If you look at 6G under the Country Fire Authority Act, in recognition of the volunteer charter it says:

... is a statement of the commitment and principles ...

... requires that the Authority recognise, value, respect and promote the contribution of volunteer officers ...

These are all statements of commitment and principles. They are not legally binding. It is a big jump to take a statement of commitment and principles and then turn it into a bill and have this place seek to turn that into an act based on the flawed arguments, or the lack of arguments mainly, that we have had tonight from the minister. The minister fully understands the implications of this, because the minister is about continuing the process that has been undertaken by conservative governments for years: to attack workers' rights to collectively bargain. That is what this is fundamentally about. It is not about the volunteers; it is not about people who may be affected by fires. It is about an opportunity taken during an election campaign, when the Prime Minister was flailing around looking for issues, in a weakened position day by day as the election wore on, and moving to the holy old chestnut of union bashing. That is the genesis of this bill. As we are aware, given evidence that came before the inquiry, the Liberal Party of Australia had even set up a website to create animosity, disunity and dysfunction in the CFA. What an obnoxious position for the Liberal Party to take on the basis of trying to get a political advantage during an election campaign.

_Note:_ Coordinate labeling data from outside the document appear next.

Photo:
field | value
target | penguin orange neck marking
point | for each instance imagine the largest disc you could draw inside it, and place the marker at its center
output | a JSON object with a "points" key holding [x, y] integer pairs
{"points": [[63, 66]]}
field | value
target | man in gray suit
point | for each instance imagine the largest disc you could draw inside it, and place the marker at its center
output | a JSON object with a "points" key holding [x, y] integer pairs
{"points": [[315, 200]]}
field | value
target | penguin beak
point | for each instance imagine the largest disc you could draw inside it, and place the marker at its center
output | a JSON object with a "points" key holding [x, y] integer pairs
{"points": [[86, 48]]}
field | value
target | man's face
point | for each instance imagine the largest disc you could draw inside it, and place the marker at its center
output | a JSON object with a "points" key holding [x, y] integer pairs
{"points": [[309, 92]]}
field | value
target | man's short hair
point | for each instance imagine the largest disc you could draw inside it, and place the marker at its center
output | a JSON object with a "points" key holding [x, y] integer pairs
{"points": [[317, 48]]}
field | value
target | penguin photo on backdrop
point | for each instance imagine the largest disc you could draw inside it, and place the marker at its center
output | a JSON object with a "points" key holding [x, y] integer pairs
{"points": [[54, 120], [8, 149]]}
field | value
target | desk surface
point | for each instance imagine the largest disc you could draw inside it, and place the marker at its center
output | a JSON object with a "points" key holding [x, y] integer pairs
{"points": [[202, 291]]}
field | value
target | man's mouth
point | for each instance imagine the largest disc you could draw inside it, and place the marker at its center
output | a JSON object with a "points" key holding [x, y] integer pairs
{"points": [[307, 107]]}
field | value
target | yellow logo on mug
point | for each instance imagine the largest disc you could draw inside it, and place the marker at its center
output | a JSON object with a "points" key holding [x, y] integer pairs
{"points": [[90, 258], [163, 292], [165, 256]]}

There are not only huge constitutional problems with this bill. I have not gone to Professor Stewart's arguments yet. I will get there before the end of the night. Minister, how do you expect a commissioner or a court to analyse whether an agreement restricts or limits a body's ability to recognise, value, respect or promote the contribution of its volunteers?

How does a commissioner deal with this issue of recognition? These are vague issues that are about commitments and principles. They are not about legally-based law. They are not about a bill. They are not about an act. They are about commitments of principles with no legal binding. And yet, if this bill becomes an act you are about to impose an obligation on an industrial commissioner to actually be able to determine whether a clause in an agreement recognises values and respects and promotes the contribution of volunteer officers. How does a commissioner do that?